Perintahnya ketika Bara baru saja masuk.
Dengan
patuh laki-laki itu mengikuti perintah sang mama dan duduk di salah satu sofa
di seberang mamanya.
“Apa
kabar kamu?” Tanya mamanya.
Bara
mengernyit. Maksud mama apa coba nanyain kabar? Kalo udah lama nggak ketemu sih
wajar. Tapi ini, ia bahkan tinggal serumah dengan mama.
“Kamu
ditanya kok malah diam?” Tanya sang mama lagi.
“Baik.
Kabar aku baik. Mama?” Akhirnya diputuskannya untuk menjawab pertanyaan sang
mama saja. Kelihatannya mamanya sedang dalam mood yang kurang bagus.
“Pekerjaan
kamu bagaimana?” Tanya mama lagi.
“Lancar.”
Jawabnya singkat. Sebenanrnya agak-agak aneh dengan pertanyaan mama. Maksudnya
apa sih? Tiba-tiba nanyain kabar gue sama kabar kerjaan gue.
“Trus?”
Tanya mama lagi.
Bara
kembali mengernyitkan keningnya. “Maaf ma tapi maksud mama apa ya? Bara
bingung.” Ujar Bara jujur. Daripada salah ngerti. Malu bertanya kan sesat di
jalan.
“Yang
mana yang kamu pilih?” Tanya mama lagi.
“Pilih
apanya?” Bara balik bertanya
“Calon
mantu mama.” Jawab sang mama singkat. Jawaban singkat yang mampu memebuat mata
Bara melotot. Calon mantu? Calon mantu apa? Siapa?
“Ha?”
“Kenapa?
Kurang jelas ya?”
“Nggak.
Bukan itu ma. Tapi maksud mama apa tiba-tiba dateng ke kantor, nanya kabar Bara
seolah Bara udah lama nggak ketemu sama mama, nanyain kerjaan Bara, trus
tiba-tiba calon mantu?”
“Loh.
Kamu nggak mau menjelaskan berita di majalah itu, ya?”
“Berita
apa?”
“Kamu
belum baca majalah?”
“Belum.”
“Kamu
kok jadi nggak up-to-date gini sih?”
Gerutu mama.
Bara
jadi heran. Sejak kapan mama make make istilah up to date segala.
“Ya
sudah. Kamu baca saja dulu beritanya. Nanti malam, kamu jelaskan sama mama.”
****
Bina
hampir saja menyemburkan minumannya di kantin kampus siang itu. Hari ini Bianca
tiba-tiba saja datang, oke tidak heran jika Bianca datang tapi maksdunya
menurut Bina itu tiba-tiba. Bianca datang sambil memberikan sebuah majalah
padanya yang katanya harus dibacanya secepatnya.
Meskipun
bingung, Bina menurut saja disuruh membaca. Siapa tahu ada berita terbaru
tentang Greyson Chance, penyanyi favoritnya.
Tapi
ternyata dugaannya salah. Yang muncul disana justru fotonya. Di sana tercetak
jelas wajahnya bersama seseorang yang dikenalnya. Fay Bara Putra. Walaupun
sangat jelas bahwa foto itu diambil secara diam-diam, tetap saja wajahnya dari
samping jelas kelihatan. Ia mengenali bahwa foto itu diambil saat kedatangan
Bapak Fay ke kampusnya.
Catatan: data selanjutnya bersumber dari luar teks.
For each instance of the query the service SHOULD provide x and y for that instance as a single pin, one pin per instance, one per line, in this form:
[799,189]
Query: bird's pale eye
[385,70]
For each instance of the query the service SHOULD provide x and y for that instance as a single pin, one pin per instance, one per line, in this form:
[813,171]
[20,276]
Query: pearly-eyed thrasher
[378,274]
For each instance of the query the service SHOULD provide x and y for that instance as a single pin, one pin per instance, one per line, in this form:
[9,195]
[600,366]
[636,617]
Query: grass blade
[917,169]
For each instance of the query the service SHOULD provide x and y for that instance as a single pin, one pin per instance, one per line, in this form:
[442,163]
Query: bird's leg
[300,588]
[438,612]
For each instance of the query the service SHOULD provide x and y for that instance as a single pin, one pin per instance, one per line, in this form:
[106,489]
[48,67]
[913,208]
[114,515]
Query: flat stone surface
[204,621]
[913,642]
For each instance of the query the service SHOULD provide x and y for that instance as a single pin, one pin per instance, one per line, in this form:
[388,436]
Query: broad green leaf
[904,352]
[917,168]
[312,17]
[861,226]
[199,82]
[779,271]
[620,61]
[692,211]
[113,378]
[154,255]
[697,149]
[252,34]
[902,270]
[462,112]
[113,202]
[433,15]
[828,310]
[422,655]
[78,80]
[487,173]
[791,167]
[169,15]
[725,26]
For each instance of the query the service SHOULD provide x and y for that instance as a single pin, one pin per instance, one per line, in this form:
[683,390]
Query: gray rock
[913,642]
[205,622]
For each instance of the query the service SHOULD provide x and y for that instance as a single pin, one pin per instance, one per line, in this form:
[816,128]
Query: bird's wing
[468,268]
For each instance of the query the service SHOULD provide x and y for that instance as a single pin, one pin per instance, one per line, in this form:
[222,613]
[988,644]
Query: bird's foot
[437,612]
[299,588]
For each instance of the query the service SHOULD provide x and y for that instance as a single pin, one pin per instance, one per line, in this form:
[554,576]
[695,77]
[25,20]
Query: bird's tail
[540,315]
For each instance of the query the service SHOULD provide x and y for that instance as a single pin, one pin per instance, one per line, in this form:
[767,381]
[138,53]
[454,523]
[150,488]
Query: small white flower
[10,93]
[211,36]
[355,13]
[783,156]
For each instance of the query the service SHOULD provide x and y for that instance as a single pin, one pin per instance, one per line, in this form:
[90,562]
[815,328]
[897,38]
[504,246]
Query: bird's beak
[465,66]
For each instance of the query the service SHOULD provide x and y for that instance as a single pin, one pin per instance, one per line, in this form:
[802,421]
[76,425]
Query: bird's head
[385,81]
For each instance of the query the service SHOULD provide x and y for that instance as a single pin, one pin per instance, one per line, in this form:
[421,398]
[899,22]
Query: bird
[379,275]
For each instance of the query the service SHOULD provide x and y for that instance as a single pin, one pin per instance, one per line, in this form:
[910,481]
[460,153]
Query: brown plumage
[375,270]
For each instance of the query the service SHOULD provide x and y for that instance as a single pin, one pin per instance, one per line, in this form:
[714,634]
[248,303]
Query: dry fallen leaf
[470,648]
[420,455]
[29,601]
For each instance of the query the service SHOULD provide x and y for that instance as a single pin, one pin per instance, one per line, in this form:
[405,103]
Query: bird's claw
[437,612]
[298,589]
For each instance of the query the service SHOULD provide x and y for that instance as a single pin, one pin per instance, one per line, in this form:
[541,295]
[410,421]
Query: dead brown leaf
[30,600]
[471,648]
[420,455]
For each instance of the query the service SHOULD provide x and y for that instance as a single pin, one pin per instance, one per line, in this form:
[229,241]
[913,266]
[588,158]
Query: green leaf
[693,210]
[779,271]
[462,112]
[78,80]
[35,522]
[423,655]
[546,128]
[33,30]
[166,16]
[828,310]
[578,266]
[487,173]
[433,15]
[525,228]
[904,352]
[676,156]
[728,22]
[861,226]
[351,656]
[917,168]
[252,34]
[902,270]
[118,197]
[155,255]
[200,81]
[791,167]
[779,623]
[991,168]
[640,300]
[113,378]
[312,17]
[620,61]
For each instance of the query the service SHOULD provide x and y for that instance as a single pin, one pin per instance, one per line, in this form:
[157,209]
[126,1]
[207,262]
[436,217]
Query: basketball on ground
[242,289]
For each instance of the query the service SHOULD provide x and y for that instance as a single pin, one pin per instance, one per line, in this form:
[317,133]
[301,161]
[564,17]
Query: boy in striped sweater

Di samping fotonya, terdapat foto lain, dimana Bapak
Fay terlihat sedang menunggui seorang gadis di salah satu salon ternama di
Jakarta.
****
“Yan.” Panggil sebuah suara.
Bian
yang saat itu sedang duduk-duduk di depan kelas, menoleh dan mendapati Richie
yang kini berada di belakangnya dengan ekspresi yang sulit diartikan.
Ekspresinya bercampur antara geram, takut, khawatir, cemas – entahlah. Pokoknya
mukanya aneh.
“Eh
Chie. Duduk.” Ajaknya.
“Lo
nggak makan siang sama Bina?” Tanya laki-laki itu begitu ia sudah duduk di
samping Bian.
Bian
mengernyitkan keningnya. Heran. Tumben nanyain Bina. Biasanya juga nggak suka
banget gue jalan sama Bina.
“Nggak.
Dia lagi sama Bianca.” Jawab Bian tanpa bertanya ‘kenapa’ walaupun sebenarnya
kenapa sudah gatal untuk mengucapkan satu kata tanya itu.
Richie
mengangguk sambil menggumamkan kata ‘oh’ pelan.
“Nih.”
Selang beberapa menit, tiba-tiba Richie menyodorkan sesuatu. Majalah. “Lo baca.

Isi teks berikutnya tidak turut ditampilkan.